Pembukaan konstitusi kita dengan terang-benderang  menyebutkan, bahwa NKRI dibentuk antara lain untuk “melindungi segenap bangsa Indonesia dan seluruh tumpah darah Indonesia dan untuk memajukan kesejahteraan umum, mencerdaskan kehidupan bangsa.”Bagaimana mau memajukan ksejahteraan umum (baca; rakyat Indonesia) kalau tiap terbentur masalah fiskal, pemerintah selalu saja mengambil jalan gampang. Mengurangi subsidi!

Padahal, baik pemerintah maupun para pakar tadi paham betul, mengurangi subsidi berarti menaikkan harga BBM. Itu berarti bakal mengerek harga berbagai kebutuhan lainnya. Mereka bisa saja berdalih, bahwa kenaikan inflasi akibat menaikkan harga BBM cuma nol koma sekian persen, atau satu koma sedikit persen.

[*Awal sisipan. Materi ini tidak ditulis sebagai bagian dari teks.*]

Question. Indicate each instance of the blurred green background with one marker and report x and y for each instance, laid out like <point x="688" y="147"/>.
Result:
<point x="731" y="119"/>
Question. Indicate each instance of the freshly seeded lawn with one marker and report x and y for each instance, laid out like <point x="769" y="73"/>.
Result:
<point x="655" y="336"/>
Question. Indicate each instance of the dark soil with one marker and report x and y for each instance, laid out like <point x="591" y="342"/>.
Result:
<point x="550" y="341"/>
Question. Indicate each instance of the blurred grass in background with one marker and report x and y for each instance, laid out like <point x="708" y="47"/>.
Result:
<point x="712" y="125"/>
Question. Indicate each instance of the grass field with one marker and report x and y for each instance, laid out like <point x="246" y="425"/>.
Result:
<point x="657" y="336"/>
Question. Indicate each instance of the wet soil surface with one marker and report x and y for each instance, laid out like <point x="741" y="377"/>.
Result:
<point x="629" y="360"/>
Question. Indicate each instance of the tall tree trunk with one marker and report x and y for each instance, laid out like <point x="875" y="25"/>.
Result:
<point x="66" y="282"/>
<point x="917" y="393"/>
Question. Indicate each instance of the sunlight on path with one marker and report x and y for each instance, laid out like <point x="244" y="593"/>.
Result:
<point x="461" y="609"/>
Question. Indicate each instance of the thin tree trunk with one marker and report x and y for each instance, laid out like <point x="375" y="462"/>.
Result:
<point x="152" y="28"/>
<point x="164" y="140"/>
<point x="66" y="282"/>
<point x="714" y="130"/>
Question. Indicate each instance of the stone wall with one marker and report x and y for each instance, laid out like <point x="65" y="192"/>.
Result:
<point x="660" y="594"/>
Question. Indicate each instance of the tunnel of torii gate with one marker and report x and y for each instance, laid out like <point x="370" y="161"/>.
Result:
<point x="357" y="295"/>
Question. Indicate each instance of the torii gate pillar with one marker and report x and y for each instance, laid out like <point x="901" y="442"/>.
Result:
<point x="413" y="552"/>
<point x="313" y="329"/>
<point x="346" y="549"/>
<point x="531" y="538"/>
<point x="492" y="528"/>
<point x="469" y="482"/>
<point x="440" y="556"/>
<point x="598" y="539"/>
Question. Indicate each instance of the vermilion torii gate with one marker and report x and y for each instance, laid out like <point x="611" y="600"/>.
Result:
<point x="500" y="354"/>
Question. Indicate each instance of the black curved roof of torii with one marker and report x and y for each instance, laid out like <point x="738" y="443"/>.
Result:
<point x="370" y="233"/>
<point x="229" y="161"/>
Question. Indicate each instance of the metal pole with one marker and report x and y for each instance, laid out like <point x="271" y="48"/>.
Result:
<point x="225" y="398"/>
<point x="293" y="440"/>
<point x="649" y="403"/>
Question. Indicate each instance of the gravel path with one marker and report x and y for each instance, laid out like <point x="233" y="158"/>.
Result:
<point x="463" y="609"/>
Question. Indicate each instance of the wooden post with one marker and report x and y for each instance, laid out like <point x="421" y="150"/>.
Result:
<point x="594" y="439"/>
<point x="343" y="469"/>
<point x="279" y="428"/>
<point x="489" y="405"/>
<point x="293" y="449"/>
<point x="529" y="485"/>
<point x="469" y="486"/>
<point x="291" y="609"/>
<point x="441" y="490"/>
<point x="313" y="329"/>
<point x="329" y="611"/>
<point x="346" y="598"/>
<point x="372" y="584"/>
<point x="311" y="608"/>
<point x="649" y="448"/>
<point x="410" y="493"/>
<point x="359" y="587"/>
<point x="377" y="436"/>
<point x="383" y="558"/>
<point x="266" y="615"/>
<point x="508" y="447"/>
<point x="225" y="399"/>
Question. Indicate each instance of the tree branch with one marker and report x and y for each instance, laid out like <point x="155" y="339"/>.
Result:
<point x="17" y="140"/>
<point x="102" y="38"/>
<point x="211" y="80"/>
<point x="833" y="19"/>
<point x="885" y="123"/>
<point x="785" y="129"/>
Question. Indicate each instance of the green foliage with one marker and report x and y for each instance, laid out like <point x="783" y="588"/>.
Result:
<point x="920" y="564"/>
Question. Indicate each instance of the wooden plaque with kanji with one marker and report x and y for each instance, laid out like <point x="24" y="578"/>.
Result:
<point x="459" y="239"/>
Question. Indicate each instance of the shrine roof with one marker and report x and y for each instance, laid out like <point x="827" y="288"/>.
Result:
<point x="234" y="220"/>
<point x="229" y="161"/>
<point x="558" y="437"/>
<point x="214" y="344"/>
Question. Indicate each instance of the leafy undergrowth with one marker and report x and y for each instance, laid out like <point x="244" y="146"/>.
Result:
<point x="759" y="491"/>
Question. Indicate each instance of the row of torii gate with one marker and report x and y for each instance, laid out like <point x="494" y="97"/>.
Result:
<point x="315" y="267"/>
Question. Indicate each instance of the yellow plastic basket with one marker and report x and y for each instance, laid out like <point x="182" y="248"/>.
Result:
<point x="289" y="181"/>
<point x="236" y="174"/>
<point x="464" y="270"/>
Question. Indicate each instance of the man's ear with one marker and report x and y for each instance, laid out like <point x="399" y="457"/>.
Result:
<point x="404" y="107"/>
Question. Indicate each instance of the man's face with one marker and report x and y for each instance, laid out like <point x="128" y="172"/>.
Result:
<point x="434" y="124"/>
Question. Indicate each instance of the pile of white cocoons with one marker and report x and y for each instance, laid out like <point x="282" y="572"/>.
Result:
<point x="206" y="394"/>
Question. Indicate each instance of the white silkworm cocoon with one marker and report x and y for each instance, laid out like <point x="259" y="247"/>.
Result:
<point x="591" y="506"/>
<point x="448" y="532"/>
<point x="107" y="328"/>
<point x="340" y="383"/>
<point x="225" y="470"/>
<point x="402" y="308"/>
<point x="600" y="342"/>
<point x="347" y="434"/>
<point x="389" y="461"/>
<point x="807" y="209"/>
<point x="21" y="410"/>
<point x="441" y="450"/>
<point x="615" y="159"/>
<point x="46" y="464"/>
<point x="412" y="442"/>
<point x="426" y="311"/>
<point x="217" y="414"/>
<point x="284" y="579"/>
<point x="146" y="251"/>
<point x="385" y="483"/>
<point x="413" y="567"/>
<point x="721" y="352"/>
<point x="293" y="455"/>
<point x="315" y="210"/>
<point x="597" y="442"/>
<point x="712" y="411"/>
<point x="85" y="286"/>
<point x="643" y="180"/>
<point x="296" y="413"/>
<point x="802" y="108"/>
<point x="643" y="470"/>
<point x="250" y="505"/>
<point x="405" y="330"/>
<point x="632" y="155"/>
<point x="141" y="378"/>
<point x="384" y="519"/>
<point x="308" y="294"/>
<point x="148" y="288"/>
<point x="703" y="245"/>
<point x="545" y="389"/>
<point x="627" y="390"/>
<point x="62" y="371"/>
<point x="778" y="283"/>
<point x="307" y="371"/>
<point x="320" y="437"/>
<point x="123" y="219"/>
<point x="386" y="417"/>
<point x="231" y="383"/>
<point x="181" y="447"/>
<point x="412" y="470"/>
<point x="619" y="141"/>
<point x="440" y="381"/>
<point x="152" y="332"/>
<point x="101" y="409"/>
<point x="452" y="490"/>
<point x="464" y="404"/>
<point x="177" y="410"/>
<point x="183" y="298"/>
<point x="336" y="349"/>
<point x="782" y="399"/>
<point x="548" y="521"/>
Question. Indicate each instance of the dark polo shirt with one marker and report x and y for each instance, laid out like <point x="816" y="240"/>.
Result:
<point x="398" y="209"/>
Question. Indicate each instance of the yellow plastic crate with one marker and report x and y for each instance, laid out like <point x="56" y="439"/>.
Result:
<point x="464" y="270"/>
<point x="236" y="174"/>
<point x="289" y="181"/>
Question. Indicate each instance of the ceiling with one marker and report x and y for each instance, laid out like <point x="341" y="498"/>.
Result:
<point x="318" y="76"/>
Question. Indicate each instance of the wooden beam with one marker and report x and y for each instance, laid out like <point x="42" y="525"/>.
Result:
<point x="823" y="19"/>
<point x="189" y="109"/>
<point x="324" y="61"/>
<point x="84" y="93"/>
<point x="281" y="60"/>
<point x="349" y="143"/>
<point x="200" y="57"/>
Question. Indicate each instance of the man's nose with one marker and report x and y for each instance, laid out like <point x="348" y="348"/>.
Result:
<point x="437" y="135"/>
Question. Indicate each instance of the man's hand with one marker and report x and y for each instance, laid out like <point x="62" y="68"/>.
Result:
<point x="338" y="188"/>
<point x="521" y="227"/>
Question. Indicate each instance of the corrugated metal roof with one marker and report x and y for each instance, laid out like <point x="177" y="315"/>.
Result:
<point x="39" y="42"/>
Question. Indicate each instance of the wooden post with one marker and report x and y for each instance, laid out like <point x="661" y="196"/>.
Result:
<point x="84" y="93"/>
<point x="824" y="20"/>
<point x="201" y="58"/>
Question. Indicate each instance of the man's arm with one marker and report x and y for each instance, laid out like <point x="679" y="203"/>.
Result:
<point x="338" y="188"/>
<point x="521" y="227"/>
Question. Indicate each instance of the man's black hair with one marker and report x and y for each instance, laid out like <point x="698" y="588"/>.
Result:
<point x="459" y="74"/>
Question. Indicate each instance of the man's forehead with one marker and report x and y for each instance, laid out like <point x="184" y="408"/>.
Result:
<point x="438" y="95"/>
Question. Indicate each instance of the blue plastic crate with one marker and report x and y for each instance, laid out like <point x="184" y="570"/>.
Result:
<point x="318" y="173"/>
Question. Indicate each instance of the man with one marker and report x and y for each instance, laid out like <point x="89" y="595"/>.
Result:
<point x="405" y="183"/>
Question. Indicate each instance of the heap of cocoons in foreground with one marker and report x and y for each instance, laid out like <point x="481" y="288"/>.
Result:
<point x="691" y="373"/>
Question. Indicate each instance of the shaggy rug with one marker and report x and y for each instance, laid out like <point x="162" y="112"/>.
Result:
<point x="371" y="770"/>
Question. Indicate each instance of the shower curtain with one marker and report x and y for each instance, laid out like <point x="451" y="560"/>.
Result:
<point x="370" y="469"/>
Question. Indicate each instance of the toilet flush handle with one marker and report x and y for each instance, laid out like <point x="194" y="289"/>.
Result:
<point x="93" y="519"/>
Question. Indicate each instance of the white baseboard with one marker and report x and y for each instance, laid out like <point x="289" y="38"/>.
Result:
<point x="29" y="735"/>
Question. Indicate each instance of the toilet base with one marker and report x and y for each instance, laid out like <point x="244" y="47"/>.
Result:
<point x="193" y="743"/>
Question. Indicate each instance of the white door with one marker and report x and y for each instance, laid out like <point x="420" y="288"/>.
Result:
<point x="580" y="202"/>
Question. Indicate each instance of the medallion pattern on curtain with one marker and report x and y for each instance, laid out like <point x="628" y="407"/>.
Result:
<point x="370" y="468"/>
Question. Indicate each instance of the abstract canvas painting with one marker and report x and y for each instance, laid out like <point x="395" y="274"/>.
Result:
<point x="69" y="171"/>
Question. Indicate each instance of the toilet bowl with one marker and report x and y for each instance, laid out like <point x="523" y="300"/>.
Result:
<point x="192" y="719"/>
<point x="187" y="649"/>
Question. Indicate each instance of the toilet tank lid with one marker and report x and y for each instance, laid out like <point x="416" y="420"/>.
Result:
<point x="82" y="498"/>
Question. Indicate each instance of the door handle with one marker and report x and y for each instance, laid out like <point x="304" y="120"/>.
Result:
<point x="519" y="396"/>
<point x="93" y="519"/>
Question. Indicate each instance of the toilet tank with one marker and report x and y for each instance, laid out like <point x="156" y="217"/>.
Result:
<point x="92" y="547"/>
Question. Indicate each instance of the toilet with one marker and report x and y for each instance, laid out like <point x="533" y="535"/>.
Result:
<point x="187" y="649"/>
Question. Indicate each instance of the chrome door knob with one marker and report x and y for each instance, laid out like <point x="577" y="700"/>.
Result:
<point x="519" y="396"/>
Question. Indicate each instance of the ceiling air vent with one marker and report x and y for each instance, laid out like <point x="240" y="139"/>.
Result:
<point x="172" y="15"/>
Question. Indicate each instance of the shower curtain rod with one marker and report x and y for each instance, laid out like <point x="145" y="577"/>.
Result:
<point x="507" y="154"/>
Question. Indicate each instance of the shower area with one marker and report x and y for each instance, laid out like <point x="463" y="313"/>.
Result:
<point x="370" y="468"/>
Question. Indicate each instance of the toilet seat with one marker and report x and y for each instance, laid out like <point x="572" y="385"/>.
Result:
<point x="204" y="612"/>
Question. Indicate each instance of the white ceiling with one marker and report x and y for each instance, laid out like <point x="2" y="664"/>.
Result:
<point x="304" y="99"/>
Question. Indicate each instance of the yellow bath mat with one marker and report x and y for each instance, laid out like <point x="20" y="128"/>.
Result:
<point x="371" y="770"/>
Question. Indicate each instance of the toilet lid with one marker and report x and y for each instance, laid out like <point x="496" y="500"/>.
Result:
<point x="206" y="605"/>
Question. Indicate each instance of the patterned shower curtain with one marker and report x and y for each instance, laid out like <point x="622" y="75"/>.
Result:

Buat rakyat, mereka tidak mengerti apa inflasi. Jangankan cuma nol koma sekian persen, andai BPS melaporkan inflasi menyundul 100% pun, rakyat tetap saja tidak paham. Yang mereka rasakan adalah, harga-harga kian membumbung bagai hendak merangkul awan. Yang mereka rasakan adalah pendapatan yang tidak kunjung bertambah angkanya, apalagi nilainya. Hidup kian berat. Stress berkepanjangan. Tidak sedikit yang menjadi gila, bahkan bunuh diri dengan sebelumnya membunuh balita mereka.

Kondisi inilah yang mungkin digambarkan dalam simulasi kenaikan harga BBM yang dibuat gank Jokowi-JK. Dengan konsumsi BBM 46 juta kilo liter, tiap kenaikan harga BBM Rp500/liter, akan melahirkan 800.000 orang miskin baru. Padahal, jika harga BBM dikerek Rp500/litersaja, maka anggaran yang berhasil dihemat hanya sekitar Rp23  triliun.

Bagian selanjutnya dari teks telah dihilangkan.